Hundreds latch on at Belfast breastfeeding festival

Second annual Breastival event aims to ‘normalise, celebrate and support’ feeding

Hundreds of women have gathered in Belfast for the second annual Breastival event to celebrate World Breastfeeding Week.

Over 1,500 people from across Ireland and Scotland registered for Saturday’s event at the Ulster Museum in the south of the city which promoted the messages: “normalise, celebrate and support”.

Some 191 babies and toddlers were breastfed during the ‘Big Latch On’, while politicians took part in a Politics of Milk discussion. This heard calls for MPs to adopt a World Health Organisation (WHO) code on the marketing of breastmilk substitutes and for MLAs to help get legislation in place to promote and protect breastfeeding in public, which has been stalled since Stormont collapsed in January 2017.

Jennie Wallace (37) from east Belfast and Jennifer Hanratty from east Belfast via Dundalk decided to set up Breastival in 2017 after DUP MP Sammy Wilson made controversial remarks about breastfeeding.


In 2016 the East Antrim MP caused controversy when he said there was an element of voyeurism in women wanting to breastfeed in the House of Commons before amending his comment to “exhibitionism”.

The DUP distanced itself from the comments at the time, saying Mr Wilson was expressing a personal view and that it was “vital we continue to promote breastfeeding and ensure adequate public awareness of its benefits”.

“We started Breastival last year as a reaction to Sammy Wilson’s comments and because we wanted to do something more than the online support groups,” Jennie said.

“Breastfeeding rates in Northern Ireland and the Republic of Ireland are some of the worst in the world.”

She added: “It’s cultural thing and comments from our politicians don’t help and feed into that culture. It’s generational too. If you haven’t seen your relatives doing it then getting that process started is difficult.”

Ms Wallace said celebrity endorsement of breastfeeding from the likes of US model Christine Teigen and positive media coverage like a recent Dispatches documentary was helping change attitudes in Ireland.

“It’s not about saying breast is best and being militant, it’s about normalising it and saying its nothing strange, startling or magical is happening, it’s just normal,” she said.

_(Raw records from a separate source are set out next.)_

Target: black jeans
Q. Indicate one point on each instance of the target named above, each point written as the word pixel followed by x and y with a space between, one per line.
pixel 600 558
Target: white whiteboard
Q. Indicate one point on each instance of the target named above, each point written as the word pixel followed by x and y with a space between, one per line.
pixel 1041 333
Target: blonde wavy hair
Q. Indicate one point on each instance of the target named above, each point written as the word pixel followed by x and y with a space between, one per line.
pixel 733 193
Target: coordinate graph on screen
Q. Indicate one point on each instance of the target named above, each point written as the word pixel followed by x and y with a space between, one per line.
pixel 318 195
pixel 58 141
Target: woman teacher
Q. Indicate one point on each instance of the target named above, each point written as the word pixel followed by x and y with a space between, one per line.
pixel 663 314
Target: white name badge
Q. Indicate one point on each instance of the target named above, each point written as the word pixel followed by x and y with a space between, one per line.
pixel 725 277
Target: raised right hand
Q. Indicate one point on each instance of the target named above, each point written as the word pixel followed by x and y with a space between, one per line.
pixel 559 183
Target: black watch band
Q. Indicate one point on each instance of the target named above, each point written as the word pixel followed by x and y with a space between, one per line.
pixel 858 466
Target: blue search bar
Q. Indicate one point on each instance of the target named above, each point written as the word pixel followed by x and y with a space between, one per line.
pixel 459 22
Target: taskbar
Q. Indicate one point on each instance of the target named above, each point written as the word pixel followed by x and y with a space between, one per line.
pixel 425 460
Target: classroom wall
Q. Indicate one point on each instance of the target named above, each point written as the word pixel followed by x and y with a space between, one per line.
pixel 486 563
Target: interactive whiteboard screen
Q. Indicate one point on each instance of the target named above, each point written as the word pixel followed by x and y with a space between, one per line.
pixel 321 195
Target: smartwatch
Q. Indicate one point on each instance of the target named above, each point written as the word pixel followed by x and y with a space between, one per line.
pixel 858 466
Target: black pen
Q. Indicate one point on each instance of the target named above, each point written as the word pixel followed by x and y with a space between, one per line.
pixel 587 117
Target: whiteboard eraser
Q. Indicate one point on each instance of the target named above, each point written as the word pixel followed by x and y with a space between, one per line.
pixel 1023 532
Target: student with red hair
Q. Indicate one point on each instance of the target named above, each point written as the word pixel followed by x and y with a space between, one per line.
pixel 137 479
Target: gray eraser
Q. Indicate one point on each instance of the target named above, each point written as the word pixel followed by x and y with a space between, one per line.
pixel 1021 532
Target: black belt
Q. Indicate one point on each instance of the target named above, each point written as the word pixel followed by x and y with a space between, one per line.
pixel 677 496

“Breastfeeding is normal but it’s not always easy for people. It can have its challenges so we are saying whether you have breastfeed your baby for six day, six months or six years we are saying, well done.

Teacher Alison McAlea (28) from Strabane was at the event with her son Daniel and her friends from the Colin Sure Start breastfeeding support group.

“Support keeps you going and makes you not want to give up,” she said.

“You want to see everyone at the class the following week, and other people’s experiences really help you out if you come across a stumbling block.”

Aisling Toner (36) from Belfast was feeding baby daughter Mattie as she spoke to The Irish Times.

Ms Toner explained she was anxious about breastfeeding in public until she joined the Sure Start programme.

“I had some problems until I started going to our wee group,” she said.

“We were doing an exercise class together and it was the first time I was out in a cafe with other breastfeeding mums so it has been from then.”

Claire Allcutt, chair of Baby Feeding Law Group Ireland, based in the Republic, said it want to raise awareness of what she described as inappropriate marketing of breastmilk substitutes.

“Breastfeeding is very important, supporting all parents is very important and the protection of optimal feeding is often overlooked,” she said.

Dr Maria Herron from sister organisation Code Monitoring Northern Ireland said she was concerned about the marketing of formula and other baby products.

“We want to make people aware of the impact formula companies are having on breastfeeding,” she said.

“We want parents to have informed choices based on scientific fact.

“We have a bottle feeding culture across the island of Ireland so what we are trying to do in calling for the full implementation of the WHO international code is to try to protect mothers, breastfeeding babies and also babies who are formula fed.”